The #1 Mistake – Not Asking for Help

We’ve made it all the way to our #1 mistake new fish owners make: not asking for help when you’re over your head. A new hobby can be very challenging and there’s no shame in getting assistance if you’re overwhelmed.

But, as we covered with mistake #3, not all sources of help should be treated equally. Just because somebody wrote it on the internet, does NOT make it true. Cause and effect can be misinterpreted and hobbyists are known for corroborating evidence that is not connected. Here is a common example:

Owner A buys medication from store B, which claims it can cure their fish of disease C. The medication, be it anti-parasitic, anti-bacterial or anti-fungal, requires multiple doses with multiple water changes in between. Owner A uses medication as prescribed and the fish gets better. Since 90% of our clinical cases are secondary to poor water quality, it is more likely the increased water changes cured the fish, NOT THE “MEDICATION.”

But, you see this on the internet and think it must work for your fish with the same issue. But your water might be different with a different species of fish and a different pathogen (bacterial, parasite, fungus). All that you can see is how your fish is behaving, which sounds similar to Owner A.

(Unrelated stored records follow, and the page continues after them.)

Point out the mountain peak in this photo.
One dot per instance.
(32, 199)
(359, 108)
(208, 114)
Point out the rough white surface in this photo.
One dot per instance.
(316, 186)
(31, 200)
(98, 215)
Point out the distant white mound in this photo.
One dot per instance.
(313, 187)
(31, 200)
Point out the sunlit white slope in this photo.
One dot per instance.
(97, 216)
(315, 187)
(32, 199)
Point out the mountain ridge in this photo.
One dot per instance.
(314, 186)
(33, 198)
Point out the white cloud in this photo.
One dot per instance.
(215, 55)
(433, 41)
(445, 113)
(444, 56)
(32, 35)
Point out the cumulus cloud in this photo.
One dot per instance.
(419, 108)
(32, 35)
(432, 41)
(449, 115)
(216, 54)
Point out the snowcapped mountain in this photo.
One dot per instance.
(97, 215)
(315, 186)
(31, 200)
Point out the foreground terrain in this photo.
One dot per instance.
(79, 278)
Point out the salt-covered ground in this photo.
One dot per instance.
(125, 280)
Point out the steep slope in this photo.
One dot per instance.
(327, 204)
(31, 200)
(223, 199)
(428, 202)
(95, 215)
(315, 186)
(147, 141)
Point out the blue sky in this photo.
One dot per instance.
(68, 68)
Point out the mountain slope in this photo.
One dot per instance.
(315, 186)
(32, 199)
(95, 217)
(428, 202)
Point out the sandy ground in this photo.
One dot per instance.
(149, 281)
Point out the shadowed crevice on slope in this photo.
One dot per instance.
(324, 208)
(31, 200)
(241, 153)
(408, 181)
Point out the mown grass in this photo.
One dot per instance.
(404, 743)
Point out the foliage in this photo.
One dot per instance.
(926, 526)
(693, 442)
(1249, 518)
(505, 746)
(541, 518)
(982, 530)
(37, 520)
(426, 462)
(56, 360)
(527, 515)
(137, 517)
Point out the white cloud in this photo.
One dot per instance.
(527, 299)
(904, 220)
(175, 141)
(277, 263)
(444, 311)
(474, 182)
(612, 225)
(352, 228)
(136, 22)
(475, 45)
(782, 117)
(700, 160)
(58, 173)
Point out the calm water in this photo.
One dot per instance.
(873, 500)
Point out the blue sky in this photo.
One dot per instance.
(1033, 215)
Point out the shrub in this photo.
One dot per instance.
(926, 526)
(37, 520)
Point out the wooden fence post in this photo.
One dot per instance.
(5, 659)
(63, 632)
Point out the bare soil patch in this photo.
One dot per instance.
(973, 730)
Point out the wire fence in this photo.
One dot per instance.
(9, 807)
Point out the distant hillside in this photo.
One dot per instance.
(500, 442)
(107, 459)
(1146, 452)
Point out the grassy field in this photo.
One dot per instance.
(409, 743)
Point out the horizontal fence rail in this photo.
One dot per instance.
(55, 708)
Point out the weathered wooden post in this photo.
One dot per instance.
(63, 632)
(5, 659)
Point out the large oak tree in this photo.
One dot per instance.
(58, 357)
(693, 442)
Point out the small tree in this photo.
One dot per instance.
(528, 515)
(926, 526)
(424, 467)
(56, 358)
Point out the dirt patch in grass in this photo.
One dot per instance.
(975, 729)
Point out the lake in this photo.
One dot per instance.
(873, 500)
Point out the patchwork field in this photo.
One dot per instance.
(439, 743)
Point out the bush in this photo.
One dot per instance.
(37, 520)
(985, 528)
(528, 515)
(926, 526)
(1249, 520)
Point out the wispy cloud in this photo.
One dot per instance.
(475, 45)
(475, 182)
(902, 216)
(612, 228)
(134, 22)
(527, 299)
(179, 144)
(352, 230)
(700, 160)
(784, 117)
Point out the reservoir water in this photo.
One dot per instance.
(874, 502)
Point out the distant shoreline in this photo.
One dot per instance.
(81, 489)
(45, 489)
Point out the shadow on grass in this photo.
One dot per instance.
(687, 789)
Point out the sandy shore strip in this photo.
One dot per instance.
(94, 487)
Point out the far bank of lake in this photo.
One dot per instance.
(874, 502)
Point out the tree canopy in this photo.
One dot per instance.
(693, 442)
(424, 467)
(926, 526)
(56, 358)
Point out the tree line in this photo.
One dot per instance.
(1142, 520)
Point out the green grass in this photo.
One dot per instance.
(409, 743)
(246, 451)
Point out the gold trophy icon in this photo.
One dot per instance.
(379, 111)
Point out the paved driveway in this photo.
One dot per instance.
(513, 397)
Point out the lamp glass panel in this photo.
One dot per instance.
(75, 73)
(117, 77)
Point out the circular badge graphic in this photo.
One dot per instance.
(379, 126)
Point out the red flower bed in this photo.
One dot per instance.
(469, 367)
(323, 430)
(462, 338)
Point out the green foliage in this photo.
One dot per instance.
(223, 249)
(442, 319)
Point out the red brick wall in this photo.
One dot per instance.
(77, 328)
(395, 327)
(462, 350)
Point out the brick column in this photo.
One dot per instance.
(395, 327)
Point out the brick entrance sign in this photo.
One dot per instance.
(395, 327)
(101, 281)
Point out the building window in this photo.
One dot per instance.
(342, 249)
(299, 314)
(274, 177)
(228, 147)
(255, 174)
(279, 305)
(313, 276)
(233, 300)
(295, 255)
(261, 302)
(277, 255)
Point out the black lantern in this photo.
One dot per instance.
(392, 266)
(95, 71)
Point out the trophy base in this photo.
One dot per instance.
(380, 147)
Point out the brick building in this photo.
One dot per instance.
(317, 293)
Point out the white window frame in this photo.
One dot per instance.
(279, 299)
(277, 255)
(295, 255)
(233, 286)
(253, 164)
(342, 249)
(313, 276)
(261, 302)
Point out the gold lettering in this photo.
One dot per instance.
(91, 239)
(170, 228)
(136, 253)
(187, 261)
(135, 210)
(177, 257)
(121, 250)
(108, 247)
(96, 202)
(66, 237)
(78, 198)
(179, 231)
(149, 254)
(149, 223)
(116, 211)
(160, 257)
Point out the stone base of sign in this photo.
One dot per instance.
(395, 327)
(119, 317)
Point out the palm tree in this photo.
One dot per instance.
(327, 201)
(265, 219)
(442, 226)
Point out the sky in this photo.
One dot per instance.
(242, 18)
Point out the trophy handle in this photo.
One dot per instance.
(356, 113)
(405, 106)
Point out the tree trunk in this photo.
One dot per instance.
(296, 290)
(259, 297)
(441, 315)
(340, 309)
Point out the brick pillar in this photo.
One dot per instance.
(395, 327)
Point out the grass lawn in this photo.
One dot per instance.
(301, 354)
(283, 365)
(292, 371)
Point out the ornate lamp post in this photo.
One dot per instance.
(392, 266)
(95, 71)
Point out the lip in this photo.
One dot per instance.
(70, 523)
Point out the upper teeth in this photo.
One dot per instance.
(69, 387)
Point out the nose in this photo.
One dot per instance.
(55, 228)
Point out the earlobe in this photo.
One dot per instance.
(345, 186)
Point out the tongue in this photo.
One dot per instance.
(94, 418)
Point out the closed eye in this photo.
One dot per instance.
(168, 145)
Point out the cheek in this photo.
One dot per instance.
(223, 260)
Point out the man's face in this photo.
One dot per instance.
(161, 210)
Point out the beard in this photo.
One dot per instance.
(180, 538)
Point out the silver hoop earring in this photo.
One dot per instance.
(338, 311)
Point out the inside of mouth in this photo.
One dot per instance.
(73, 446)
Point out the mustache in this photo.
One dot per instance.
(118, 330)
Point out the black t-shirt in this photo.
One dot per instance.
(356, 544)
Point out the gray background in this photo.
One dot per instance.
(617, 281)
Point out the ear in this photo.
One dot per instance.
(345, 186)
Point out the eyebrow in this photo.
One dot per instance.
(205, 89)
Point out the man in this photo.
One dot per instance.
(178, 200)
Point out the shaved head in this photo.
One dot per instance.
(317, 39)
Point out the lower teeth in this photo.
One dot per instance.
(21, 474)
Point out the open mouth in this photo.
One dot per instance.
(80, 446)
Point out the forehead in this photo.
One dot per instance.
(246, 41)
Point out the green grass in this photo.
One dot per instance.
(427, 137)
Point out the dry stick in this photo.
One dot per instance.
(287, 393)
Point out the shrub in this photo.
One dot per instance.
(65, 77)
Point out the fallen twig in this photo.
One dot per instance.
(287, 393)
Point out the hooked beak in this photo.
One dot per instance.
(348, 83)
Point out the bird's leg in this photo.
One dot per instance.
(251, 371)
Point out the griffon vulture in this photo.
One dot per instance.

Too many owners reach straight for the treatment without a diagnosis. You just want to make your fish healthy – NOW. Your water looks fine, so it can’t be the water. And this is where many fish owners fall out of the hobby. They try X number of medications, read all they can on the internet, but without a diagnosis, the fish will eventually perish.

What about calling your aquatic veterinarian?

We understand it is a foreign concept for many. One of our colleagues starts many of his professional talks by asking the following question:

If you walk up to 100 random people on the street and ask them, “my fish is sick. What do I do?” What are the top 3 responses?


A. David Scarfe PhD, DVM, MRSSAf, CertAqV
  1. Dr. Google
  2. The pet store
  3. Flush it

No where in that list is “call your veterinarian.” Well, it’s time to not only add it to the list, but make it the ONLY response. If you need help with your fish, CALL AN AQUATIC VETERINARIAN. (Click link for a vet near you.) If you have a veterinarian for your cat/dog/horse/etc, see if they are interested in helping. They can directly consult with an out-of-state aquatic veterinarian to help your fish. Have them call us! If you are in California or Nevada, CALL US and we will help you! If you want to pay for our veterinarian’s license in a state we do not cover, CALL US. If you are not in your state and need help, CALL US. We cannot guarantee we’ll be able to give you more than basic husbandry help, but WE WILL HELP YOU AS BEST WE CAN.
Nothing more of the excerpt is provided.